When he was unable to keep an eye on her, he would get others in the village where they lived to do it for him, she claims.
He chose her hairstyle, her clothes, and the names for their children – which eventually totalled four.
Bacot says she wanted to take contraceptive pills or get abortions so she would stop falling pregnant, but was forbidden from going to the doctor.
With each birth, the violence got progressively worse. Polette began using weapons – at one point knocking her out with a hammer over the Christmas holidays, and routinely threatening her with a gun.
He also began prostituting her out to other truck drivers.
Operating out of the back of a Peugeot people-carrier under the name of Adeline, Bacot says Polette watched the acts and dictated her movements via an earpiece.
But, so as to leave clients in no doubt about who she ‘belonged’ to, he had his initials tattooed on her private parts.
‘He wanted to mark his territory, show others that I belonged to him,’ she added.
Bacot says her children contacted police twice on her behalf but were brushed off, with officers telling them that the victim needed to complain.
Journalists wait outside the courtroom in Chalon-sur-Saone, France, where Bacot is standing trial for Polette’s murder
Things came to a head in 2016, when Polette was routinely questioning Bacot’s 14-year-old daughter about her sexuality – leading her to fear that he would start prostituting the teenager out as well.
Then, on March 13, came a visit from a violent client. Bacot said she refused to carry out a certain sex act for him, so he forced her into it – leaving her bleeding.
Afterwards, she claims Polette criticised her, telling her the man would refuse to come back and that she would have to make up for it.
Having tried to drug Polette using sleeping pills crushed into his coffee, Bacot then went for a revolver that she knew her husband kept between the seats in the back of the car.
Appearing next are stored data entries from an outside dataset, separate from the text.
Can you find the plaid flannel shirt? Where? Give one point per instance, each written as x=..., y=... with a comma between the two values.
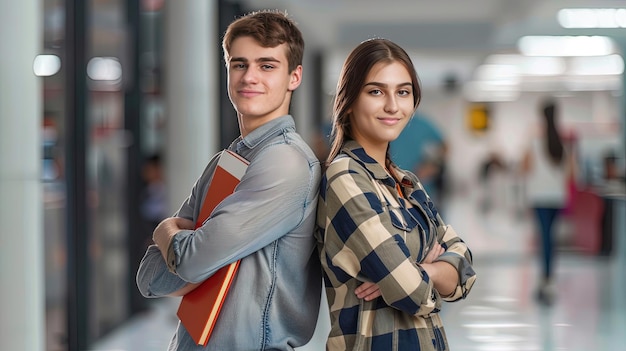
x=367, y=232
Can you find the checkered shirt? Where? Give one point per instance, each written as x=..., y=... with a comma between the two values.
x=366, y=231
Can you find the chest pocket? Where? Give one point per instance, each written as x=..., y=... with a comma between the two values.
x=414, y=232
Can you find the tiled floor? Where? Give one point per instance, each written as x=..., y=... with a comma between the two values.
x=500, y=313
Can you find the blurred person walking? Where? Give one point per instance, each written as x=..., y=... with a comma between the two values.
x=389, y=259
x=545, y=167
x=267, y=222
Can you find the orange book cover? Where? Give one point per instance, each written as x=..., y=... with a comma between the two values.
x=199, y=309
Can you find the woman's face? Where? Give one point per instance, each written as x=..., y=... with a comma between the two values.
x=383, y=107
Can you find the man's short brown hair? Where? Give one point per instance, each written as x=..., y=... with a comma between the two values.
x=269, y=29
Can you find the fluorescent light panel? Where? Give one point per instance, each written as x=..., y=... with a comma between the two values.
x=565, y=45
x=592, y=18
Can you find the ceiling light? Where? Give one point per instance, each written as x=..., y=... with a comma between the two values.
x=592, y=18
x=565, y=45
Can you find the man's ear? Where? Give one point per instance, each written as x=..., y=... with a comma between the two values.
x=295, y=78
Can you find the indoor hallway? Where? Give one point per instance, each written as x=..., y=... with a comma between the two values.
x=500, y=313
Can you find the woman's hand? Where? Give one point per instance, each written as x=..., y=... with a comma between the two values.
x=436, y=251
x=367, y=291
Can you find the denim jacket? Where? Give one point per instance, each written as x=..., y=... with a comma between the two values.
x=267, y=223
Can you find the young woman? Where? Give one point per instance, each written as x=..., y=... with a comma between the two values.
x=388, y=257
x=546, y=166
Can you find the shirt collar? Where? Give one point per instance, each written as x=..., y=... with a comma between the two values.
x=356, y=151
x=267, y=130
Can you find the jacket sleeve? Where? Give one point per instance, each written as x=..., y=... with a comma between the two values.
x=154, y=278
x=360, y=241
x=266, y=205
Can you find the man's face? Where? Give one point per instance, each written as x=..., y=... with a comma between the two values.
x=259, y=82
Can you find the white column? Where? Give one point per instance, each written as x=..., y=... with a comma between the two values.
x=22, y=287
x=192, y=45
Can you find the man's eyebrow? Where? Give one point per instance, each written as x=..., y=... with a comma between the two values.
x=384, y=85
x=260, y=59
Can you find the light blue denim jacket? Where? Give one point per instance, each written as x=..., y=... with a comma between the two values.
x=267, y=223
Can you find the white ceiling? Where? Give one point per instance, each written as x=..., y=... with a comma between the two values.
x=443, y=36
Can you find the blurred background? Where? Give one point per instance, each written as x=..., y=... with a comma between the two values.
x=110, y=109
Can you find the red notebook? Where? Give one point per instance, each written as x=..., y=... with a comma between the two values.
x=198, y=309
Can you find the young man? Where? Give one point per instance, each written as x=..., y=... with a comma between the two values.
x=267, y=222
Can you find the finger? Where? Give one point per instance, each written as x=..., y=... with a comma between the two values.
x=373, y=295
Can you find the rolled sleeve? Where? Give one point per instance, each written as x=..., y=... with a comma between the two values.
x=460, y=257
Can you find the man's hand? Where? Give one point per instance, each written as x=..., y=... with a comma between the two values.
x=165, y=231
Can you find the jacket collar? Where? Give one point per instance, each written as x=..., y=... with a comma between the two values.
x=267, y=130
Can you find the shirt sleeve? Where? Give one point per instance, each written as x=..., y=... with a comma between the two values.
x=266, y=205
x=460, y=257
x=361, y=241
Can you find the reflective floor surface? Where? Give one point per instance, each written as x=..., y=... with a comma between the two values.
x=501, y=313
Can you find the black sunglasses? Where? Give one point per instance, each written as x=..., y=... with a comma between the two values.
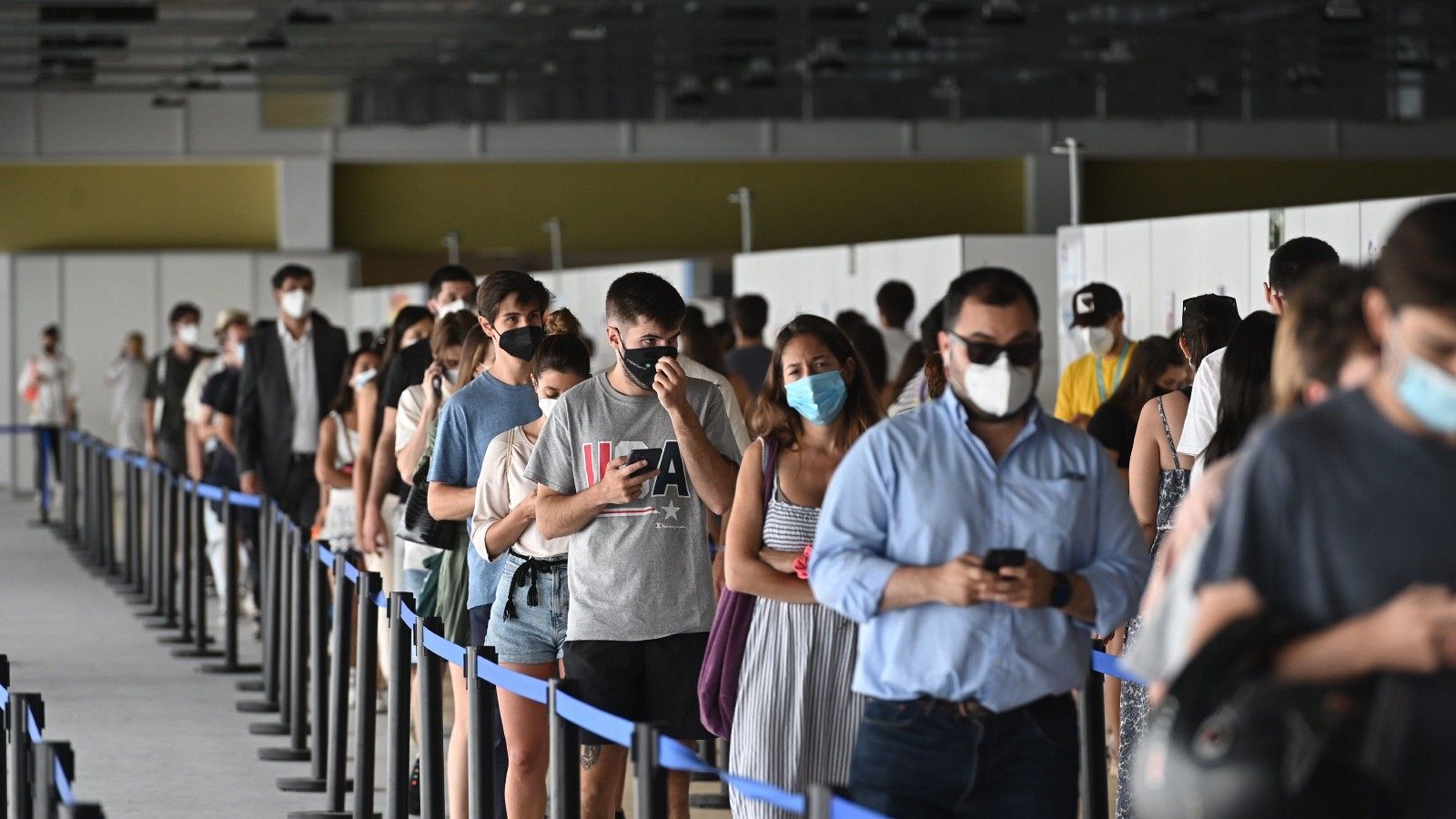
x=1019, y=353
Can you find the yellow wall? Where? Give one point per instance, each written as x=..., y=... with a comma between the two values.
x=670, y=206
x=136, y=206
x=1142, y=188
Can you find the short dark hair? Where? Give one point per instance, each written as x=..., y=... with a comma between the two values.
x=750, y=312
x=290, y=270
x=1296, y=258
x=449, y=273
x=645, y=296
x=994, y=286
x=1419, y=263
x=895, y=300
x=510, y=283
x=184, y=310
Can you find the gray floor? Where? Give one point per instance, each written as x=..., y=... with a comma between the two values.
x=152, y=736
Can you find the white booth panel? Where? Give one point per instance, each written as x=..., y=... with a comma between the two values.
x=1336, y=223
x=36, y=290
x=213, y=281
x=1378, y=217
x=794, y=281
x=106, y=298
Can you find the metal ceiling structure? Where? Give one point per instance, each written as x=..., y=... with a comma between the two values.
x=535, y=60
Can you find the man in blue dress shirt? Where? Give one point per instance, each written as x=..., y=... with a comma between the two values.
x=968, y=671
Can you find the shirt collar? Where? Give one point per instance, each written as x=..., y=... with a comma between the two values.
x=288, y=337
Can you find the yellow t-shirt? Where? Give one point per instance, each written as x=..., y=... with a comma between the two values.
x=1077, y=392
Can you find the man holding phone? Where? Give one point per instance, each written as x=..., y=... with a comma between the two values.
x=980, y=542
x=622, y=465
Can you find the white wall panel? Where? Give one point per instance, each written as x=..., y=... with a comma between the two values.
x=108, y=124
x=211, y=281
x=106, y=296
x=1378, y=217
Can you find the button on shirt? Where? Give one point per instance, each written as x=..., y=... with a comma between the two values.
x=919, y=490
x=303, y=385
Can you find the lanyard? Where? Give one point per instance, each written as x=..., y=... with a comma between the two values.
x=1117, y=373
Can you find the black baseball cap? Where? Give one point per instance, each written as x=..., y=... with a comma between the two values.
x=1096, y=305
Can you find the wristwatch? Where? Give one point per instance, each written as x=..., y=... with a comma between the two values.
x=1060, y=591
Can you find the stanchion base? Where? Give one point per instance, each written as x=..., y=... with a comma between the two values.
x=269, y=729
x=284, y=755
x=230, y=668
x=309, y=784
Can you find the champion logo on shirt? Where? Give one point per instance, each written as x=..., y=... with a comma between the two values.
x=596, y=458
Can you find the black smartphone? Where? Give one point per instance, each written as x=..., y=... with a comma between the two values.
x=996, y=560
x=650, y=455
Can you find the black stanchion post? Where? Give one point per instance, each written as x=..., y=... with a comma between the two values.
x=50, y=753
x=22, y=761
x=1094, y=743
x=565, y=755
x=819, y=802
x=366, y=656
x=397, y=732
x=482, y=734
x=332, y=761
x=431, y=731
x=318, y=676
x=229, y=593
x=652, y=777
x=295, y=698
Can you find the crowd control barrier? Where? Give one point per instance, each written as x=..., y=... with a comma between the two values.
x=309, y=601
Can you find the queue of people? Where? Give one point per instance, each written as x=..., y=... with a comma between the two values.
x=914, y=596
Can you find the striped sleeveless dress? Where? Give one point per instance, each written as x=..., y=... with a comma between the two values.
x=797, y=719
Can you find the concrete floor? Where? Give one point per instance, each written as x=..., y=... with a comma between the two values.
x=152, y=736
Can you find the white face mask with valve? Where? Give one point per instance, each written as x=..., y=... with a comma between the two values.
x=997, y=388
x=1097, y=339
x=296, y=303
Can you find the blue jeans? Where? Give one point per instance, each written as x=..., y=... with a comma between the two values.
x=917, y=760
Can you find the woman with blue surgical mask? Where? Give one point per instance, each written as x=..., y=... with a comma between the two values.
x=531, y=599
x=795, y=717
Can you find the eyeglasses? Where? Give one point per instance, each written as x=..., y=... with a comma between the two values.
x=1019, y=353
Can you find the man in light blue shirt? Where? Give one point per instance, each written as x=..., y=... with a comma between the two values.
x=968, y=668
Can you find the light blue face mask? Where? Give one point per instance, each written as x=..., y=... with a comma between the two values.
x=1431, y=394
x=819, y=398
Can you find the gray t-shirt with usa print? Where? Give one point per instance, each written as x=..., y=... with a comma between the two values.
x=641, y=570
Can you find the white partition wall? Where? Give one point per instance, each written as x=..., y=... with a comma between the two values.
x=584, y=293
x=98, y=298
x=842, y=278
x=1158, y=263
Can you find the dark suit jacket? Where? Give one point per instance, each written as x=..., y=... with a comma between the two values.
x=266, y=401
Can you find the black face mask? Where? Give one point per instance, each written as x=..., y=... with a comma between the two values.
x=521, y=341
x=642, y=363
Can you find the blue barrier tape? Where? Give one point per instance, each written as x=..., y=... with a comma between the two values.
x=1111, y=665
x=63, y=784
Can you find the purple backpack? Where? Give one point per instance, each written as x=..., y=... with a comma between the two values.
x=723, y=661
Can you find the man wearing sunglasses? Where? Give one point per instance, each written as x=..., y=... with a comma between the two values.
x=979, y=542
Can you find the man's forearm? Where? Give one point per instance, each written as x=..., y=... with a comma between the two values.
x=450, y=503
x=558, y=515
x=713, y=474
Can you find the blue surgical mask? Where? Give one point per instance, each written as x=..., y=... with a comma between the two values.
x=819, y=398
x=1431, y=394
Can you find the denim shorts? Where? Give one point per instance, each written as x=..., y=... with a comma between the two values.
x=521, y=632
While he was sitting in the front seat, she drew the handgun and fired it once through the back of his neck, killing him instantly.
Bacot then buried the body in a forest with the help of her two eldest sons and her daughter’s boyfriend, who she says offered to help so police wouldn’t take her away.
But in 2017, cops were alerted to the killing after the boyfriend confessed to his own mother – prompting her to call gendarmes.
They arrested Bacot who subsequently confessed to the killing, but was released on bail one year later pending trial.
Bacot’s son and the daughter’s boyfriend were subsequently jailed for six months each for concealment of a corpse for the part they played in the cover-up.
Bacot now faces life in jail for murder.
She made no comment as she arrived at the courthouse Monday, appearing intimidated by the crowd of reporters awaiting her.
Her lawyers said ahead of the trial that ‘the extreme violence that she suffered for 25 years and the fear that her daughter would be next’ pushed her to kill Polette.
The same lawyers, Janine Bonaggiunta and Nathalie Tomasini, had already defended Jacqueline Sauvage, a French woman who was sentenced to 10 years in prison for killing her abusive husband but won a presidential pardon in 2016 after becoming a symbol for the fight against violence directed at women.
‘These women who are victims of violence have no protection. The judiciary is still too slow, not reactive enough and too lenient towards the perpetrators who can continue to exercise their violent power,’ Bonaggiunta told AFP.
‘This is precisely what can push a desperate woman to kill in order to survive,’ she said.
Bacot was ‘certain that she needed to commit this act to protect her children’, a court evaluation found.
More than 500,000 people have signed a petition demanding that Bacot, who risks life in prison for murder, be cleared of the charge.